Usability Evaluation | part 3

Usability Testing Methods

Do-It-Yourself Usability Testing

If a company does not want to spend the time and money on an unmoderated or moderated usability test, there is also the possibility to do a DIY usability test. Although the data you get from this method cannot be compared with the data you get from its bigger siblings, it’s still better to do it yourself than to do no testing at all.

In the following table, you can see all advantages and disadvantages of the Do-It-Yourself tests compared to the moderated and unmoderated tests (he calls them the big honkin’ tests).

source: Rocket Surgery Made Easy, Steve Krug, page 25f

For even more details about this method I recommend watching his workshop.

Card Sorting

Another very popular testing method, primarily used for evaluating the information architecture of a system, is card sorting. It helps to organize the content of a site to match it to the way the actual users think. That’s also the main reason why it is so important that you are using actual users of the system for card sorting.

A card sorting can either be done in-person on a large table or a magnetic wall or remotely with specific online tools.
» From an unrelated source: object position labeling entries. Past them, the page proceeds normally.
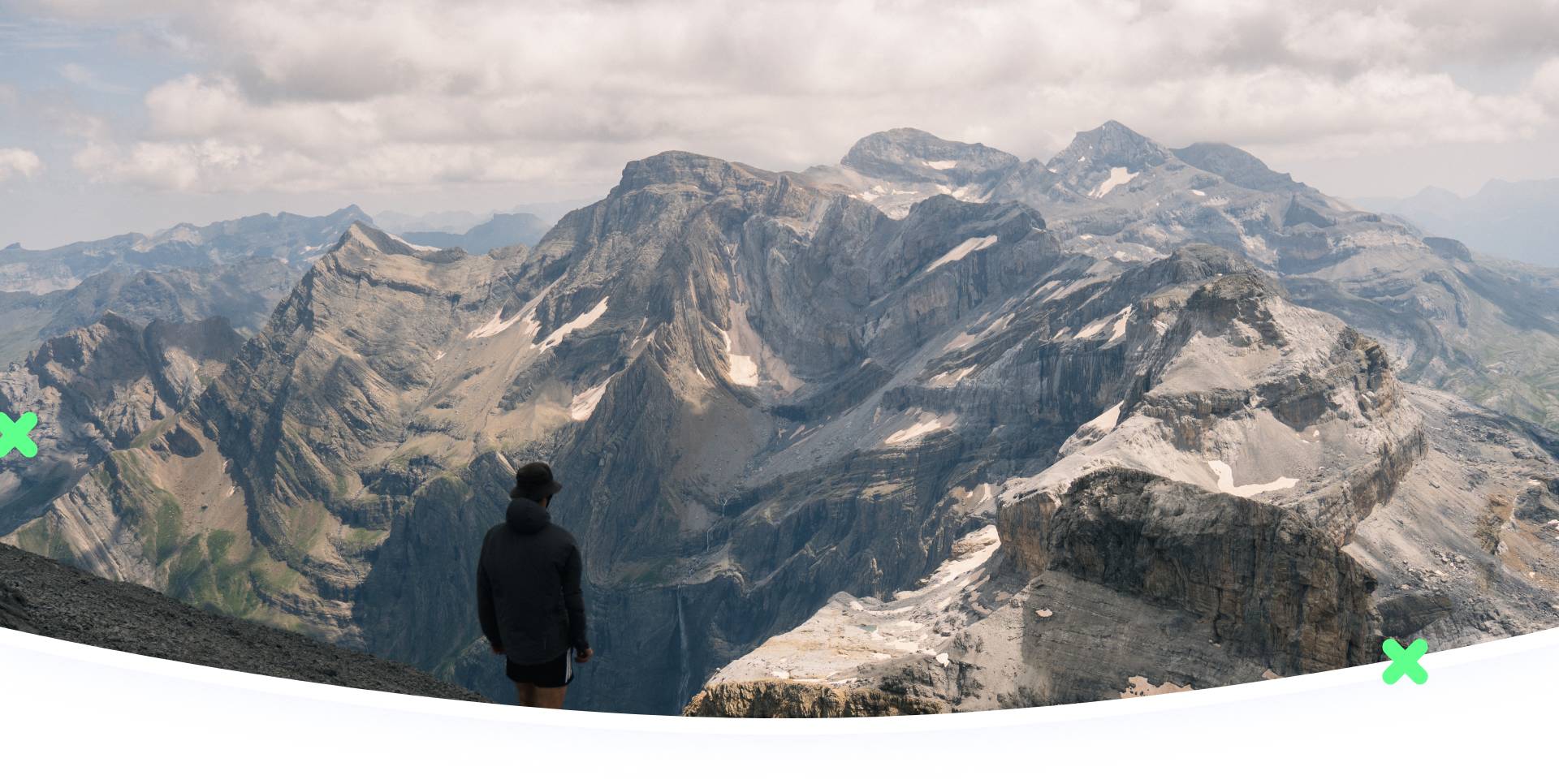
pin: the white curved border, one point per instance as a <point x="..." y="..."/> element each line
<point x="67" y="708"/>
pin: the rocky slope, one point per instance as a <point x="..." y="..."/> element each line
<point x="242" y="292"/>
<point x="1505" y="218"/>
<point x="1480" y="328"/>
<point x="42" y="597"/>
<point x="761" y="393"/>
<point x="1265" y="501"/>
<point x="96" y="390"/>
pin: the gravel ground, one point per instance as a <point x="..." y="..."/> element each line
<point x="44" y="597"/>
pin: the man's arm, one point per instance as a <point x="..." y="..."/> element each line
<point x="486" y="613"/>
<point x="574" y="601"/>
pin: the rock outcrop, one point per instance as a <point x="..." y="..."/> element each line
<point x="44" y="597"/>
<point x="771" y="401"/>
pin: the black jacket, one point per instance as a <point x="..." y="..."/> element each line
<point x="529" y="592"/>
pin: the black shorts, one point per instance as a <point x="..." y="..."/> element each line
<point x="547" y="675"/>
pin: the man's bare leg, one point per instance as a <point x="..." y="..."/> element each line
<point x="549" y="697"/>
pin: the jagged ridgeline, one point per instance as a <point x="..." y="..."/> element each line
<point x="866" y="438"/>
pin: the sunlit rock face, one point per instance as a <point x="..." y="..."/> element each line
<point x="772" y="398"/>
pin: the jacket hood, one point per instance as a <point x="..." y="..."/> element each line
<point x="526" y="516"/>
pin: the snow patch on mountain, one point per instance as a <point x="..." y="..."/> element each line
<point x="917" y="431"/>
<point x="584" y="320"/>
<point x="1226" y="482"/>
<point x="585" y="403"/>
<point x="964" y="248"/>
<point x="1118" y="176"/>
<point x="494" y="326"/>
<point x="744" y="370"/>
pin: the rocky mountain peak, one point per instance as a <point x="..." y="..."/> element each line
<point x="364" y="239"/>
<point x="1235" y="166"/>
<point x="1108" y="147"/>
<point x="676" y="167"/>
<point x="909" y="153"/>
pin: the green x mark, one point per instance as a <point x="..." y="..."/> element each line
<point x="1405" y="661"/>
<point x="15" y="433"/>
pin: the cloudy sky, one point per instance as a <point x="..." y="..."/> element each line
<point x="135" y="114"/>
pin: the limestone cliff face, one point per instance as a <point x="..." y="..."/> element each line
<point x="1113" y="194"/>
<point x="98" y="389"/>
<point x="1272" y="584"/>
<point x="762" y="394"/>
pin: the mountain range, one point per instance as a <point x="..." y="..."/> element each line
<point x="283" y="235"/>
<point x="1514" y="220"/>
<point x="931" y="429"/>
<point x="499" y="231"/>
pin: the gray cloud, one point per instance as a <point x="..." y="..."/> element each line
<point x="350" y="94"/>
<point x="16" y="162"/>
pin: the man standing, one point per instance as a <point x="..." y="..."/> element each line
<point x="529" y="592"/>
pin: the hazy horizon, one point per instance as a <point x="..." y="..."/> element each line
<point x="139" y="116"/>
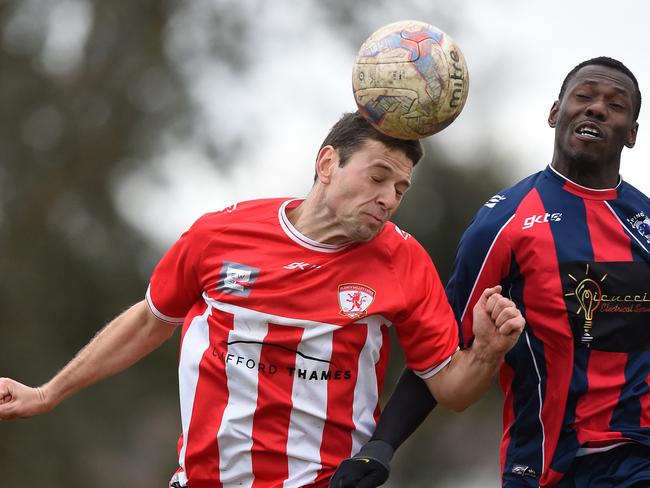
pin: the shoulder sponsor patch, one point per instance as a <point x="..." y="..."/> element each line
<point x="237" y="278"/>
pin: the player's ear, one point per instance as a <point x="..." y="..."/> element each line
<point x="327" y="160"/>
<point x="631" y="137"/>
<point x="552" y="115"/>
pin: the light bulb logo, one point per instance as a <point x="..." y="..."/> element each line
<point x="588" y="293"/>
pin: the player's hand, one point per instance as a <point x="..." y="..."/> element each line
<point x="20" y="401"/>
<point x="367" y="469"/>
<point x="498" y="323"/>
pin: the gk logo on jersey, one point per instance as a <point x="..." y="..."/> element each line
<point x="354" y="299"/>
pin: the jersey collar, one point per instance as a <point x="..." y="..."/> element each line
<point x="583" y="191"/>
<point x="300" y="238"/>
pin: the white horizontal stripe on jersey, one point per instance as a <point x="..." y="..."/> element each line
<point x="309" y="399"/>
<point x="366" y="390"/>
<point x="158" y="313"/>
<point x="195" y="342"/>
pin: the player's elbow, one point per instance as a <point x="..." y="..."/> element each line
<point x="455" y="404"/>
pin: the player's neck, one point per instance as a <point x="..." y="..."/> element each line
<point x="587" y="174"/>
<point x="316" y="222"/>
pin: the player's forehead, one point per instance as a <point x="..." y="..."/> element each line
<point x="595" y="75"/>
<point x="377" y="155"/>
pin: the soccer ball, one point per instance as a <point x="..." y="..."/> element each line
<point x="410" y="80"/>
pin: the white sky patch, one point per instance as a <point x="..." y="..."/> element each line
<point x="68" y="29"/>
<point x="517" y="53"/>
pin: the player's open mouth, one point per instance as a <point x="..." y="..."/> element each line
<point x="588" y="131"/>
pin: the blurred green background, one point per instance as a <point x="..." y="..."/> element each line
<point x="92" y="97"/>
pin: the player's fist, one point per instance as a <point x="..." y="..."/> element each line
<point x="498" y="323"/>
<point x="368" y="468"/>
<point x="20" y="401"/>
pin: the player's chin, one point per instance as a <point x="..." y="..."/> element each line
<point x="365" y="233"/>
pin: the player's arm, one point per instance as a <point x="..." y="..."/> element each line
<point x="497" y="325"/>
<point x="408" y="406"/>
<point x="129" y="337"/>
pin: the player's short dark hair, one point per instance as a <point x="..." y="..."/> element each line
<point x="610" y="63"/>
<point x="352" y="130"/>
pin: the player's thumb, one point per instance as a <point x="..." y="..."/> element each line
<point x="488" y="292"/>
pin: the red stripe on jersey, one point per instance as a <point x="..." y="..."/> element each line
<point x="380" y="367"/>
<point x="609" y="240"/>
<point x="273" y="412"/>
<point x="595" y="408"/>
<point x="202" y="451"/>
<point x="542" y="286"/>
<point x="506" y="376"/>
<point x="605" y="375"/>
<point x="645" y="407"/>
<point x="336" y="443"/>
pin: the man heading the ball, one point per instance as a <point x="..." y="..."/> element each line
<point x="284" y="306"/>
<point x="571" y="247"/>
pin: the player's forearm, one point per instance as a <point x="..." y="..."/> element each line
<point x="125" y="340"/>
<point x="466" y="379"/>
<point x="408" y="406"/>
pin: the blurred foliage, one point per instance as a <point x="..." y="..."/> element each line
<point x="88" y="91"/>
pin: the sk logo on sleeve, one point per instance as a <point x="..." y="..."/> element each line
<point x="354" y="299"/>
<point x="237" y="279"/>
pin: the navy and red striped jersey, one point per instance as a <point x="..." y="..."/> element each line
<point x="576" y="261"/>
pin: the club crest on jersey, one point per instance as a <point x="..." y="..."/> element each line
<point x="642" y="225"/>
<point x="237" y="278"/>
<point x="354" y="299"/>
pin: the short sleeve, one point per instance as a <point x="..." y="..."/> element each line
<point x="427" y="329"/>
<point x="175" y="285"/>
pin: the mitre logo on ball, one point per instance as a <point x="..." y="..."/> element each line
<point x="410" y="80"/>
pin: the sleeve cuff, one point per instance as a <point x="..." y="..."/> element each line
<point x="158" y="314"/>
<point x="428" y="373"/>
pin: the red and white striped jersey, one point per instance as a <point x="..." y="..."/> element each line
<point x="285" y="342"/>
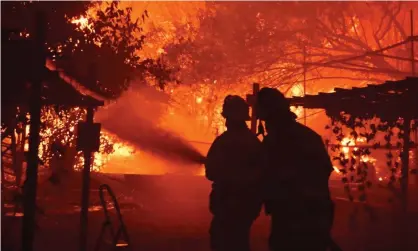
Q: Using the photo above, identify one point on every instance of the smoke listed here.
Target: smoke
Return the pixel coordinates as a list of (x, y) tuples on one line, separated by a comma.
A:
[(135, 118)]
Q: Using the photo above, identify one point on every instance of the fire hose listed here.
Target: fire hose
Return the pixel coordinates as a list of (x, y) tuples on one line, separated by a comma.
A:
[(107, 224)]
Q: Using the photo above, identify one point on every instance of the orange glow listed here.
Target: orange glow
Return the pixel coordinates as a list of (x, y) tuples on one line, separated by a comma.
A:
[(82, 23)]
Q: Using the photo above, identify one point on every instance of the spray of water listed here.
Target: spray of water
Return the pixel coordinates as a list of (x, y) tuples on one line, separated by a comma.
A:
[(135, 117)]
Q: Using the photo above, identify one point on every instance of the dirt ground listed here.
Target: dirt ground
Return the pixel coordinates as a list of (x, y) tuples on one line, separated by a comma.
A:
[(172, 214)]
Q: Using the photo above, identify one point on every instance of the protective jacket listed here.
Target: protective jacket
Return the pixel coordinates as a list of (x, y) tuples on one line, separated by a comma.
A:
[(233, 166)]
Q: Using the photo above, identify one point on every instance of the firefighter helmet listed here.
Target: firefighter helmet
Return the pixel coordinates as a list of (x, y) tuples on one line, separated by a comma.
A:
[(235, 108)]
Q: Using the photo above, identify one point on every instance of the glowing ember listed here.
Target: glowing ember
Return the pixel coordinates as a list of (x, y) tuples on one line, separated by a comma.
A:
[(82, 22)]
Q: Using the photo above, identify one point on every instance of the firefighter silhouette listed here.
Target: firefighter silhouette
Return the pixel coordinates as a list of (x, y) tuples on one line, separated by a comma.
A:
[(232, 164), (296, 179)]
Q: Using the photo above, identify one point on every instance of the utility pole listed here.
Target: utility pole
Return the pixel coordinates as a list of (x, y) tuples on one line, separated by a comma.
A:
[(412, 45), (413, 75), (30, 186), (252, 100), (88, 141), (304, 81)]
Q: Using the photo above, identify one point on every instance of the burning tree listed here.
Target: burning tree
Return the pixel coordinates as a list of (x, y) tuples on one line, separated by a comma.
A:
[(97, 43), (276, 43)]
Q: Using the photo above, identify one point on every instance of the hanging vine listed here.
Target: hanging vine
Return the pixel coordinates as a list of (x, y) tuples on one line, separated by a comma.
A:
[(363, 134)]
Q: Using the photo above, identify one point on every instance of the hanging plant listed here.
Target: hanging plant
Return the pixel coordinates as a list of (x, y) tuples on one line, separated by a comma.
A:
[(349, 130)]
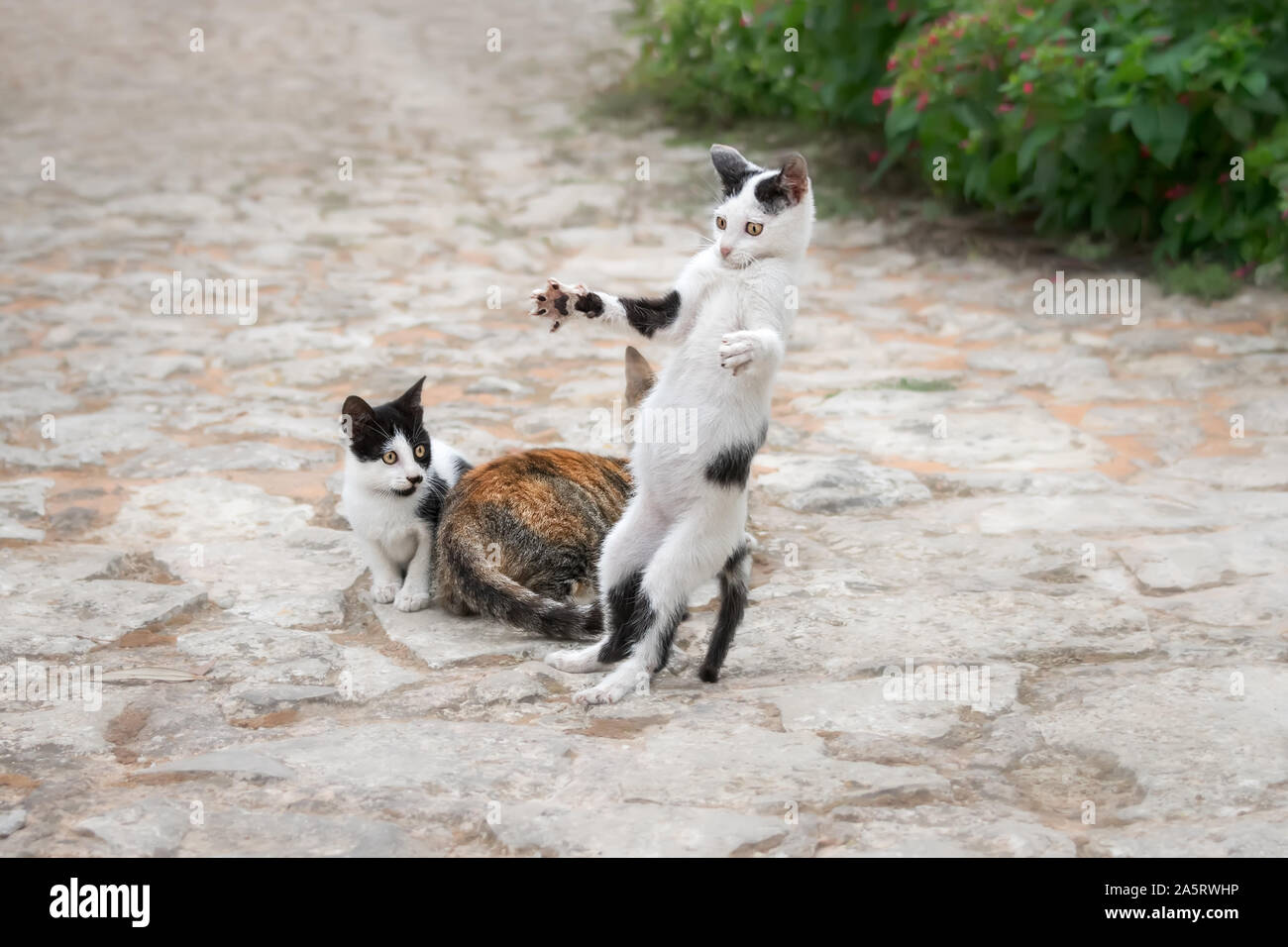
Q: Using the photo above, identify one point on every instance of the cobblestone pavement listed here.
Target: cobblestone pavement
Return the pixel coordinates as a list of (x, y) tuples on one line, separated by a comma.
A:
[(1061, 504)]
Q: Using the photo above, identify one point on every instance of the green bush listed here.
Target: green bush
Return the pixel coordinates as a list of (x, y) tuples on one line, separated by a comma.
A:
[(717, 58), (1132, 141), (1141, 137)]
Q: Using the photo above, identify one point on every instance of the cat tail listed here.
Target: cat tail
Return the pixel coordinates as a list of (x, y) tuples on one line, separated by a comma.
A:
[(490, 591)]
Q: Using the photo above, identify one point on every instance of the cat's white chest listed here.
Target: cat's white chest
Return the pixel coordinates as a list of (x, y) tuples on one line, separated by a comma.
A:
[(390, 522)]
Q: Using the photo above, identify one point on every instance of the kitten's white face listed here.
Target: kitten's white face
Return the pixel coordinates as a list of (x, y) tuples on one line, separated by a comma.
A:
[(389, 449), (765, 214)]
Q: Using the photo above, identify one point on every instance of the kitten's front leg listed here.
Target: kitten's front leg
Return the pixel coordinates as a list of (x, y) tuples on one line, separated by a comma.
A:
[(385, 575), (760, 348), (413, 594), (665, 316)]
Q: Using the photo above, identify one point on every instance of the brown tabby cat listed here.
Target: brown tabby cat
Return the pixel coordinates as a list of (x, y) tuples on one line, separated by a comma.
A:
[(520, 534)]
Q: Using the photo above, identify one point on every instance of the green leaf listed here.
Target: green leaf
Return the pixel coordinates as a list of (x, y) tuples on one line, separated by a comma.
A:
[(1256, 82), (1172, 123), (1144, 123), (1035, 140), (1234, 118)]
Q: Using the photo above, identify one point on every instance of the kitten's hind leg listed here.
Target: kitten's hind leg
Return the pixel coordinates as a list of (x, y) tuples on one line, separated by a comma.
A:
[(733, 603), (578, 660), (695, 548), (625, 552)]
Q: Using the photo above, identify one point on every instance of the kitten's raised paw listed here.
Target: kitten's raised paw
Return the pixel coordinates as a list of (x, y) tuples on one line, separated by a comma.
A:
[(735, 351), (411, 600), (557, 302)]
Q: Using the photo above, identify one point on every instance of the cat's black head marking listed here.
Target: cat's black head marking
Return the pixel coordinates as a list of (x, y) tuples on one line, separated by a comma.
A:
[(373, 428), (732, 167), (786, 188)]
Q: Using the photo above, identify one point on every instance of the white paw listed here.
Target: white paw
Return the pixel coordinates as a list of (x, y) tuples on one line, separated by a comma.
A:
[(612, 688), (411, 600), (735, 351), (576, 660), (555, 302)]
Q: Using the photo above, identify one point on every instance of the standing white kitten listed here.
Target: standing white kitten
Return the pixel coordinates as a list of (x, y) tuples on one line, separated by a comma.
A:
[(394, 482), (686, 521)]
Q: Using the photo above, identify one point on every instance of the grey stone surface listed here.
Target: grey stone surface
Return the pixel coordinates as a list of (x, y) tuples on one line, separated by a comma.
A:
[(1091, 513)]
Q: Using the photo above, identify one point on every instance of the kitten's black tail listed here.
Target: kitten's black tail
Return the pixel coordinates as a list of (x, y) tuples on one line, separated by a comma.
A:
[(493, 592)]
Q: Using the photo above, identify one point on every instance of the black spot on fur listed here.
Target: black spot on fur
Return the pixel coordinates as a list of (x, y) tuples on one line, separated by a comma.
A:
[(733, 604), (647, 316), (733, 169), (430, 506), (622, 600), (732, 466), (786, 188), (773, 196)]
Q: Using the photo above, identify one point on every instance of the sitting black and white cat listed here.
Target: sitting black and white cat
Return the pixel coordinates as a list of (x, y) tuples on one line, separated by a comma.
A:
[(394, 482)]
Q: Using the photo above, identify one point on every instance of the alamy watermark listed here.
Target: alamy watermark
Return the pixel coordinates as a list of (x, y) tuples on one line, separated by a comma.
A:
[(948, 684), (39, 684), (192, 296), (657, 425)]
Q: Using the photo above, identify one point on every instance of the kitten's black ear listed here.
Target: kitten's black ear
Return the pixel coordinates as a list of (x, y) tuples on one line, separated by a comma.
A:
[(639, 376), (732, 167), (357, 411), (795, 176), (411, 397)]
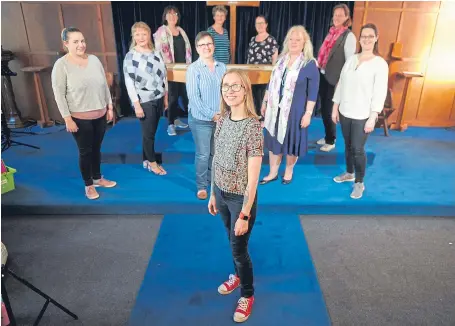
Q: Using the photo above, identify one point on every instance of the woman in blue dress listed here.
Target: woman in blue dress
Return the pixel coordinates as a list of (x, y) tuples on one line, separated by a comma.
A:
[(289, 103)]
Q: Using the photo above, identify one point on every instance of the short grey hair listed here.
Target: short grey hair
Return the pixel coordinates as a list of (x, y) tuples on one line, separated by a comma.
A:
[(220, 9)]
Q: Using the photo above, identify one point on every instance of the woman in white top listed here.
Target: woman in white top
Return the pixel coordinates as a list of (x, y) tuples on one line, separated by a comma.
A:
[(359, 98)]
These tools also offer you to ask follow-up questions and help you with gathering additional qualitative data to the quantitative data from the card sorting. Either way, card sorting is a very quick usability testing method.

During card sorting, you hand your participants a stack of cards with different topics written on them and they have to sort them and organize them into different piles. Depending on the type of card sorting you do they get labeled groups by the creator (closed card sorting), can label their groups on their own (open card sorting) or they can modify the groups given to them by the creator (hybrid card sorting). Card sorting helps you to understand the mental models of your users.

Click Test

Click tests are also often called first click tests and help with identifying navigation problems. It is not used for creating the information architecture or navigation like the card sorting, but it is used for seeing if the navigation from the card sorting works and helps the users to accomplish different tasks.

Click tests are done with an image of a sketch, wireframe, or design of a system and are therefore easy to set up and done really quickly. The Participants are then asked to click where they think they need to click to complete a given task. These clicks and the times it takes them to click are also recorded in the background and can be visualized in a heatmap and helps with visualizing the areas where the most clicks occurred. Since it is easy to set up and it also works with low fidelity sketches, you can start doing them early in the design process and repeat them along the process.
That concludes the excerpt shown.